Sharma Aman, Singh Pradeep Kumar, Makki Emad, Giri Jayant, Sathish T
Department of Mechanical Engineering, GLA University, Mathura, 281406, India.
Department of Mechanical Engineering, College of Engineering and Architecture, Umm Al-Qura University, Makkah 24382, Saudi Arabia.
Heliyon. 2024 Feb 4;10(3):e25800. doi: 10.1016/j.heliyon.2024.e25800. eCollection 2024 Feb 15.

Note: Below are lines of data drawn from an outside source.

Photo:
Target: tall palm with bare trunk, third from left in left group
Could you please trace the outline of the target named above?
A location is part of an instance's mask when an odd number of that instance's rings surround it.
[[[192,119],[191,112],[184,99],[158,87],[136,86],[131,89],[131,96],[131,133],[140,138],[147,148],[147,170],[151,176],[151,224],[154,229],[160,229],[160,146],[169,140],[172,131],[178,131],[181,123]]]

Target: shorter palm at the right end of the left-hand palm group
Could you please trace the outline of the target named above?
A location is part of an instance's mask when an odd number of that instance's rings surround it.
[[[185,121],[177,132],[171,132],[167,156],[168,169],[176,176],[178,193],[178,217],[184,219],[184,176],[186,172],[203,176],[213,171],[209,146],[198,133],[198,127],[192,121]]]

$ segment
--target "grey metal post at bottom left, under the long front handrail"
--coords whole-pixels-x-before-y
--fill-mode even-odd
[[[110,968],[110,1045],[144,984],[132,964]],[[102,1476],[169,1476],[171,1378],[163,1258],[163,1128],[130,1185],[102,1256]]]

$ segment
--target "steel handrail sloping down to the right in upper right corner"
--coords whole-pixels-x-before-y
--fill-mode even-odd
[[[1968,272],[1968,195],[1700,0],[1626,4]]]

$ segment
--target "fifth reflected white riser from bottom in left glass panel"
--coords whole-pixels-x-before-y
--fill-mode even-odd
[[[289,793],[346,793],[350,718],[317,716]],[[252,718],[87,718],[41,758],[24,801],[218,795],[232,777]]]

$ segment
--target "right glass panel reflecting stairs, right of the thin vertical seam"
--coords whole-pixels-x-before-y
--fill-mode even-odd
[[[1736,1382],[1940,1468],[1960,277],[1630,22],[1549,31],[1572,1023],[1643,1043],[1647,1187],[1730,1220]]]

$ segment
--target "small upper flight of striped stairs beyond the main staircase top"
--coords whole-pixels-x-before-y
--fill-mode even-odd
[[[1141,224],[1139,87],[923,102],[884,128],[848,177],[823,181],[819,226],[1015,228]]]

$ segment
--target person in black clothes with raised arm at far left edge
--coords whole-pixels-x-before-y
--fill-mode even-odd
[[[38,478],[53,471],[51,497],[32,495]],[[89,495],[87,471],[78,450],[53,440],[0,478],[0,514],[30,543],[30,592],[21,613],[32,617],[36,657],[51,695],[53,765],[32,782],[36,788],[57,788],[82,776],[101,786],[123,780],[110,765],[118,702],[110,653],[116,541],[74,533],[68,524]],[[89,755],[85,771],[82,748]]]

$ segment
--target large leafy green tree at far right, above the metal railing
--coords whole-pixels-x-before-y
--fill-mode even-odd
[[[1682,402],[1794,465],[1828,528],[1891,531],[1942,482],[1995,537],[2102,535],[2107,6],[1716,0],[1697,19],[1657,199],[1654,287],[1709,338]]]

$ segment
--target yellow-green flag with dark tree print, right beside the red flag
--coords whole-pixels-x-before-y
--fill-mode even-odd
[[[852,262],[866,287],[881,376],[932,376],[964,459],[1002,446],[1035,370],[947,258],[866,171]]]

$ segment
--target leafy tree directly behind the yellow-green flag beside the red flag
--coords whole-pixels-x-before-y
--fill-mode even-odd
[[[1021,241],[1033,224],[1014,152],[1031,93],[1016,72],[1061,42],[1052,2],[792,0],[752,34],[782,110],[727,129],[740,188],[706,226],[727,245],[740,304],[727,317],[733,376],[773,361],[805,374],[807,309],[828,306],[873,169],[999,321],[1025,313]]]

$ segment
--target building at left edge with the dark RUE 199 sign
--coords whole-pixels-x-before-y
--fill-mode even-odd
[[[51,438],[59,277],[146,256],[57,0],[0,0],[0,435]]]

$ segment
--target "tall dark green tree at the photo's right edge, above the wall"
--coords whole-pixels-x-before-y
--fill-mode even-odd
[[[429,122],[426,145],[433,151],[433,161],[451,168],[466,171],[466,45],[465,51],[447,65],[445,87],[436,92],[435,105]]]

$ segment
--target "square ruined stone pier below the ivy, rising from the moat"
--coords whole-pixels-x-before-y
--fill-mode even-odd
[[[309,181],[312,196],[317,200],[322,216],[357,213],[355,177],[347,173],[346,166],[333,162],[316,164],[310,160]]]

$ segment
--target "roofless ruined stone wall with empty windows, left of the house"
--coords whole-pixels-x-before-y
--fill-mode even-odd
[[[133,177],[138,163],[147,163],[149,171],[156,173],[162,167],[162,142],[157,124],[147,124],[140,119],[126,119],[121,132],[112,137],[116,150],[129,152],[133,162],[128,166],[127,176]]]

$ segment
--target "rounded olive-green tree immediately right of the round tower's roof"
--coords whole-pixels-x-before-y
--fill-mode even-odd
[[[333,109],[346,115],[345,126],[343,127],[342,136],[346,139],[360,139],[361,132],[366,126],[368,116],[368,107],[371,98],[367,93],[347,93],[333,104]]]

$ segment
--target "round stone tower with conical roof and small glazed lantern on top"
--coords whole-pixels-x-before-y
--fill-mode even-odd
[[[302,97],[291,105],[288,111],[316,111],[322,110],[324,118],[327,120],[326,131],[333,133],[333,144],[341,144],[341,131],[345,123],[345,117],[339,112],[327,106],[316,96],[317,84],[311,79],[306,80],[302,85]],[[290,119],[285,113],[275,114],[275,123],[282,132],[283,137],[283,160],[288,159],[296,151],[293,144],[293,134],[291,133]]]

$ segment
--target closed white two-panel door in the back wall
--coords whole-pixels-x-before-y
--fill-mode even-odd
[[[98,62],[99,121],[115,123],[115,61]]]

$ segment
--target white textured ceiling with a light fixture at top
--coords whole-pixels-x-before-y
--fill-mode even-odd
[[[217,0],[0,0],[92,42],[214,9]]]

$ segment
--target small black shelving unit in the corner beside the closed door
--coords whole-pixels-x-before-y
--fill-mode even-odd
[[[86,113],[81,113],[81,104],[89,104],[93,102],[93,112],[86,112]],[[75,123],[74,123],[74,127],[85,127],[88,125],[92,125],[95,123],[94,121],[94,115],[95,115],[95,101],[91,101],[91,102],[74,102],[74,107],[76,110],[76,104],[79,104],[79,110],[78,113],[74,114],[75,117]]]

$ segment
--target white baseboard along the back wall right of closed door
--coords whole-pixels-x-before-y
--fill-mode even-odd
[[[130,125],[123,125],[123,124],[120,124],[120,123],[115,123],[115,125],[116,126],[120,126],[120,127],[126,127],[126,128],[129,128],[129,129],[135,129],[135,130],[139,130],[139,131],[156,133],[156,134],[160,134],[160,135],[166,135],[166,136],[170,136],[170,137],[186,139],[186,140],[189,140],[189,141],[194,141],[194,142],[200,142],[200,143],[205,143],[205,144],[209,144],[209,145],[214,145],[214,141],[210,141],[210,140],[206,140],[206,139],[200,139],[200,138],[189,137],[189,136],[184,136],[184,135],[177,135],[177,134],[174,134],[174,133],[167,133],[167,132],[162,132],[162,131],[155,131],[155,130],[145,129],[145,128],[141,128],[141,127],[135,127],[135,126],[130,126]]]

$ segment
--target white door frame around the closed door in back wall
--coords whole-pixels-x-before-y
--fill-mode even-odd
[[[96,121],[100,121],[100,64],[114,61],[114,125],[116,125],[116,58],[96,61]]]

This article explores the use of phase change materials (PCMs) derived from waste, in energy storage systems. It emphasizes the potential of these PCMs in addressing concerns related to fossil fuel usage and environmental impact. This article also highlights the aspects of these PCMs including reduced reliance on renewable resources minimized greenhouse gas emissions and waste reduction. The study also discusses approaches such as integrating nanotechnology to enhance thermal conductivity and utilizing machine learning and deep learning techniques for predicting dynamic behavior. The article provides an overall view of research on biodegradable waste-based PCMs and how they can play a promising role in achieving energy-efficient and sustainable thermal storage systems. However, specific conclusions drawn from the presented results are not explicitly outlined, leaving room, for investigation and exploration in this evolving field. Artificial neural network (ANN) predictive models for thermal energy storage devices perform differently. With a 4% adjusted mean absolute error, the Gaussian radial basis function kernel Support Vector Regression (SVR) model captured heat-related charging and discharging issues. The ANN model predicted finned tube heat and heat flux better than the numerical model. SVM models outperformed ANN and ANFIS in some datasets. Material property predictions favored gradient boosting, but Linear Regression and SVR models performed better, emphasizing application- and dataset-specific model selection. These predictive models provide insights into the complex thermal performance of building structures, aiding in the design and operation of energy-efficient systems. Biodegradable waste-based PCMs' sustainability includes carbon footprint, waste reduction, biodegradability, and circular economy alignment. Nanotechnology, machine learning, and deep learning improve thermal conductivity and prediction. Circular economy principles include waste reduction and carbon footprint reduction. Specific results-based conclusions are not stated. Presenting a comprehensive overview of current research highlights biodegradable waste-based PCMs' potential for energy-efficient and sustainable thermal storage systems.
本文探讨了源自废物的相变材料(PCM)在储能系统中的应用。它强调了这些相变材料在解决与化石燃料使用和环境影响相关问题方面的潜力。本文还突出了这些相变材料的一些方面,包括减少对可再生资源的依赖、将温室气体排放降至最低以及减少废物。该研究还讨论了一些方法,如整合纳米技术以提高热导率,以及利用机器学习和深度学习技术来预测动态行为。本文提供了关于基于可生物降解废物的相变材料的研究概况,以及它们如何能在实现节能和可持续的蓄热系统中发挥重要作用。然而,文中并未明确概述从所呈现的结果中得出的具体结论,为这个不断发展的领域留下了调查和探索的空间。用于热能存储设备的人工神经网络(ANN)预测模型表现各异。高斯径向基函数核支持向量回归(SVR)模型以4%的调整平均绝对误差捕捉到了与热相关的充放电问题。人工神经网络模型在预测翅片管热和热通量方面比数值模型表现更好。在某些数据集中,支持向量机模型的表现优于人工神经网络和自适应神经模糊推理系统(ANFIS)。材料性能预测更倾向于梯度提升,但线性回归和支持向量回归模型表现更好,这强调了要根据应用和数据集进行特定的模型选择。这些预测模型有助于深入了解建筑结构复杂的热性能,辅助节能系统的设计和运行。基于可生物降解废物的相变材料的可持续性包括碳足迹、减少废物、生物可降解性以及与循环经济的契合度。纳米技术、机器学习和深度学习可提高热导率并改进预测。循环经济原则包括减少废物和降低碳足迹。文中未阐述基于具体结果得出的结论。对当前研究进行全面概述突出了基于可生物降解废物的相变材料在节能和可持续蓄热系统方面的潜力。